Vraisemblablement, le gouvernement, au-delà de sa mission d’organiser sous peu les élections législatives, veut s’attaquer à la lancinante question de la bonne gouvernance. Rechercher des solutions appropriées quant à la restauration des équilibres macro- économiques, à travers la poursuite de l’assainissement des finances publiques.

Ainsi, autour du Premier ministre, Emmanuel Issoze Ngondet, le conseil a planché sur le projet de loi portant modification et suppression de certaines dispositions de la loi N°003/2003 du 07 mai 2003, portant création, organisation et fonctionnement de la Commission nationale de lutte contre l’enrichissement illicite. (CNLEIL)

Dans cet esprit, le gouvernement a examiné le projet de loi instituant un régime de prévention et de répression de la corruption en République Gabonaise. 

La lutte contre la corruption et l’impunité en effet, participe aussi au « renforcement de l’autorité de l’Etat ». Le gouvernement entend inciter à la culture de la reddition des comptes.

L’autre aspect non moins important évoqué pendant les échanges, c’est celui relatif à la situation du Conseil national de la démocratie (CND).

Le projet de loi à l’examen porte sur la modification de certaines dispositions de la loi n°004/2015 du 08 septembre 2015, portant modification et suppression de certaines dispositions de la loi n°013/96 du 15 avril 1995 portant création du CND.

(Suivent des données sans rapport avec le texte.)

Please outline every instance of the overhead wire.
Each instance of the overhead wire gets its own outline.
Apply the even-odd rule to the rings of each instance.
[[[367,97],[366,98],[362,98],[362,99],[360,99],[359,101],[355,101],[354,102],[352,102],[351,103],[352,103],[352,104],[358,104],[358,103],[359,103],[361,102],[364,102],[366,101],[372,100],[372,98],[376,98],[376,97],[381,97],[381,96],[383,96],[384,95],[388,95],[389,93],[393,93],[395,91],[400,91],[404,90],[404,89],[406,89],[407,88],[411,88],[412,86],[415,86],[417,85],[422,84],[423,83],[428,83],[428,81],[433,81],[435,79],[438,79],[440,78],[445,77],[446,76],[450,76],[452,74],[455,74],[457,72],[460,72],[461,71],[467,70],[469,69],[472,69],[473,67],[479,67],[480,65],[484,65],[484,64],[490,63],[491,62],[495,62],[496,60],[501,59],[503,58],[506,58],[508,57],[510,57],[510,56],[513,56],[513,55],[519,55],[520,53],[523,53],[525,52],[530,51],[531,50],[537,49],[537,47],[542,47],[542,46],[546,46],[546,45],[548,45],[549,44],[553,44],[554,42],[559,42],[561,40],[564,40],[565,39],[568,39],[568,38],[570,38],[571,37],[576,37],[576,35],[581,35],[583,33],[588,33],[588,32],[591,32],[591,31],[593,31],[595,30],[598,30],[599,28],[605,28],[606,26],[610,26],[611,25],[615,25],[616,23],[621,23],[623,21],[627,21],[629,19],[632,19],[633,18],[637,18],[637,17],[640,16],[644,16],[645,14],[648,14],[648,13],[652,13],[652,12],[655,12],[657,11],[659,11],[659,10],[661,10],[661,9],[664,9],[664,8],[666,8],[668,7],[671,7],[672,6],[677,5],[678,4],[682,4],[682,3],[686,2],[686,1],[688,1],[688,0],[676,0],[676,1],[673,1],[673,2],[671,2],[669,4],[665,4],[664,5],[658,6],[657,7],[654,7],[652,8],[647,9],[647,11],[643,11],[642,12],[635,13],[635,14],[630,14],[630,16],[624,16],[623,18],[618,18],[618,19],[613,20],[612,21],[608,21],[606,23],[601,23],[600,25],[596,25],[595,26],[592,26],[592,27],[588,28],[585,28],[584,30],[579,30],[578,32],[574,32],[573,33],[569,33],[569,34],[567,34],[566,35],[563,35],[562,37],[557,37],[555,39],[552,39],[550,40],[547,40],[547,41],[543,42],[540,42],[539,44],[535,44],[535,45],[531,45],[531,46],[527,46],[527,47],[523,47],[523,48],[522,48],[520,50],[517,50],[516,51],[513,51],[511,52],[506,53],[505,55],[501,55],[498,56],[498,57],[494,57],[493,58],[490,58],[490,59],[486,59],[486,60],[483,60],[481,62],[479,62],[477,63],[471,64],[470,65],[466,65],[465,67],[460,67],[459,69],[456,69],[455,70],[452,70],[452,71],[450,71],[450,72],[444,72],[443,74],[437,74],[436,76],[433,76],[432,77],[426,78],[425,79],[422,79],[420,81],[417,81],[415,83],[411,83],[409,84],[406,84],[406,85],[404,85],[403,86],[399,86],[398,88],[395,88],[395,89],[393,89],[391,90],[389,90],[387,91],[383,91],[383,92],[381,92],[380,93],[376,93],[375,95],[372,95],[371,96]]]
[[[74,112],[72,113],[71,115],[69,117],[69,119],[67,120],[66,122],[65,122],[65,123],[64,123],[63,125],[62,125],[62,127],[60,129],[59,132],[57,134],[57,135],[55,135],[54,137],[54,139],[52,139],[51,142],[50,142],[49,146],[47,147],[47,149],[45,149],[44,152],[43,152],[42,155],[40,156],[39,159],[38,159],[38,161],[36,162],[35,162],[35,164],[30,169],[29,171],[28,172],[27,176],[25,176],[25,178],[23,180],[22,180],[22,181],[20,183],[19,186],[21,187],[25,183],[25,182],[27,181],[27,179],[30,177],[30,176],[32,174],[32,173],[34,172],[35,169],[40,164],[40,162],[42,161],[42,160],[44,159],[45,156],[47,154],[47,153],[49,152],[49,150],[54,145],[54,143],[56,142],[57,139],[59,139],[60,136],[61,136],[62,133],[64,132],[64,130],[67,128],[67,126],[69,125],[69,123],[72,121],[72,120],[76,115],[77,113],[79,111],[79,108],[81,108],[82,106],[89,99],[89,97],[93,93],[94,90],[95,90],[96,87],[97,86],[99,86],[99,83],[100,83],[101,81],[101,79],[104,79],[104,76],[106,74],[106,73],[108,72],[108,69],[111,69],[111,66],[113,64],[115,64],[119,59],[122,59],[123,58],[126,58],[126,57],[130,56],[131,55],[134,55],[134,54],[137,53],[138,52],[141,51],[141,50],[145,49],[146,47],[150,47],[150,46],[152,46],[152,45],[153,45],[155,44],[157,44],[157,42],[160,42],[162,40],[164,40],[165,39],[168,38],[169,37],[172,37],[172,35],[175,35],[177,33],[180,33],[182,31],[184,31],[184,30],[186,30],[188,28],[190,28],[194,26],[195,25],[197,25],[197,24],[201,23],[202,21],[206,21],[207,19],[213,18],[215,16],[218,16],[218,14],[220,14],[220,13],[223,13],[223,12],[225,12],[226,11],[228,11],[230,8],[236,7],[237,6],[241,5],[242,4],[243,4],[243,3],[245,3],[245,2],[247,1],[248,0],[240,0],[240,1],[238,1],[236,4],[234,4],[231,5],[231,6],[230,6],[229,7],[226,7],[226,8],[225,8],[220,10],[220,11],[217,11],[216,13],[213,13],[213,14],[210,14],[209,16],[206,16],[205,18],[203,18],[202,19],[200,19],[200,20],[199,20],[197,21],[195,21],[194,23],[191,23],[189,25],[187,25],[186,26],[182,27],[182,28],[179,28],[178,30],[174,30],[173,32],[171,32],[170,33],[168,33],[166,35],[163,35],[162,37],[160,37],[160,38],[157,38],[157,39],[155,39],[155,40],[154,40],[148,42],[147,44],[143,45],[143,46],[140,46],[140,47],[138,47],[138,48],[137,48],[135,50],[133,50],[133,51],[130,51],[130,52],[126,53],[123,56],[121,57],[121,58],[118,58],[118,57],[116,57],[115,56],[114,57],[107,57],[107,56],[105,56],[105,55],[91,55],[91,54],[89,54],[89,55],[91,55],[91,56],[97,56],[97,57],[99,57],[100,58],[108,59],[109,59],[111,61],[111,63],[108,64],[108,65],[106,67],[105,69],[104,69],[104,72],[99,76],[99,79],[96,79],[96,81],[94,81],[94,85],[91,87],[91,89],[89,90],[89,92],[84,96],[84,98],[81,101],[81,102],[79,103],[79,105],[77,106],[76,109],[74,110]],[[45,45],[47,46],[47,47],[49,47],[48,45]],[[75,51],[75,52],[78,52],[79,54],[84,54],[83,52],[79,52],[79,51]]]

L’ouverture démocratique dans notre pays en 1990, puis les accords de Paris de 1994 ont offert au Gabon un cadre du débat pacifique. Malgré les vicissitudes du temps, la variabilité des contextes socio-politiques, le caractère apaisé et constructif de notre démocratie a été consolidé. Le CND constitue le mérite exceptionnel pour les acteurs politiques de s’entendre sur l’essentiel, raffermir l’Etat de droit et les libertés publiques.

Aujourd’hui, se pose le problème de sa survie. Car la nature juridique du conseil national de la démocratie semble « assez imprécise », le statut des personnels qui y travaillent encore plus. Voilà pourquoi, le gouvernement veut toiletter les textes qui régissent cet organe pour lui donner sa place dans l’architecture institutionnelle.